Platformers such as Limbo, Inside and Little Nightmares actively punish the player for not anticipating the designer’s explicit intent in a scene, often forcing a fail state on the player for mistiming moves or simply not interpreting the designer’s ‘tells’ correctly. Call of Duty railroads players through its blockbuster setpieces, as do many other ‘prestige’ games, often having players embody avatars that may make decisions fundamentally at odds with a player’s interpretation of the setting.
The designer’s role in these types of games therefore becomes fundamentally similar to that of a film director, and interaction with the game is reduced to a state of not-quite-passivity, whereby a player’s agency is strictly meted out and parametrised. I feel the prevalence of this approach is fundamentally limiting. It is not a requirement for games to emulate cinema. Game design’s response to ‘ludonarrative dissonance’ has simply been to constrict ludology to fit a given narrative.
I desperately wish there were more games that truly bucked this trend. STALKER will forever remain one of my absolute favourite games of all time due to just going in a wildly different direction which has never been fully replicated, giving the player a fairly standard set of first-person shooter controls, but baking in incredibly rich background mechanics, and giving wide remit on how to tackle almost any given task. I can think of so many games that would benefit from emulating STALKER’s wide-remit approach to player agency, be they immersive sims, traditional CRPGs, first-person shooters, open-world sandboxes etc etc.
Cruelty Squad is another great example of this, giving the player large, entirely nonlinear levels and a set of basic mechanics and more exotic tools with which to interact with their environment. There are no incorrect approaches.

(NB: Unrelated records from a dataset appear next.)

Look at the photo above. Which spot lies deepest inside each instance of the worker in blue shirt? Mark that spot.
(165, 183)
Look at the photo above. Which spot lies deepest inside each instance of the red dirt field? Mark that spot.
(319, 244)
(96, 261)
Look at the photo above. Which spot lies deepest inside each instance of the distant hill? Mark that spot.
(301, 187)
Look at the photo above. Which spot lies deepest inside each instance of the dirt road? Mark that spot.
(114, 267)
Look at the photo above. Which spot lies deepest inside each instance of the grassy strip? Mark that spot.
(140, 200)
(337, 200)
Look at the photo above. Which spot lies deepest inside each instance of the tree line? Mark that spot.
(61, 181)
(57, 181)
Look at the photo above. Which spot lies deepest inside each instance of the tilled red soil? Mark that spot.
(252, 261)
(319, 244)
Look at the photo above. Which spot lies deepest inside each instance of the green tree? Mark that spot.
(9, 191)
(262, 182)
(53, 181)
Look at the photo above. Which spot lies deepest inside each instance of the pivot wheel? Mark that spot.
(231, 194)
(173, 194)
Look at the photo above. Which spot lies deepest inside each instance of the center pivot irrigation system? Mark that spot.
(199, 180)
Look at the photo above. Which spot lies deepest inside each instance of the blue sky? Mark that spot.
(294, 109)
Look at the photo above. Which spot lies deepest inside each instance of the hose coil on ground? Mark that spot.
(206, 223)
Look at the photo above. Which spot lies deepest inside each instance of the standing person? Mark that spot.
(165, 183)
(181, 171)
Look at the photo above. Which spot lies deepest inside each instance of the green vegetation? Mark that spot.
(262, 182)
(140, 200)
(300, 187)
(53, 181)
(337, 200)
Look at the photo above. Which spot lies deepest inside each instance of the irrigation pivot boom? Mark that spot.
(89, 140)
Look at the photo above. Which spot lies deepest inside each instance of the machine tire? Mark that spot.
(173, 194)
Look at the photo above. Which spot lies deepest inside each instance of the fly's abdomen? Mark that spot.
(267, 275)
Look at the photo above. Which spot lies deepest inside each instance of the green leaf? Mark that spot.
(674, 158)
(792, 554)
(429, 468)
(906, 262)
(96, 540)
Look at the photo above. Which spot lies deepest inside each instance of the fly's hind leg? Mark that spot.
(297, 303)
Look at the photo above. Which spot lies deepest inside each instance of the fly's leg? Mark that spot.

Experienced players can finish levels in seconds. This is encouraged, but never actually mandated. Cruelty Squad was developed by a single developer in a free, open-source game engine and has by almost all conceivable metrics been an absolute success.
Hell, Breath Of The Wild is one of the most successful videogames ever.
I think game design thinking just needs to fundamentally trust the player more. That’s really just it.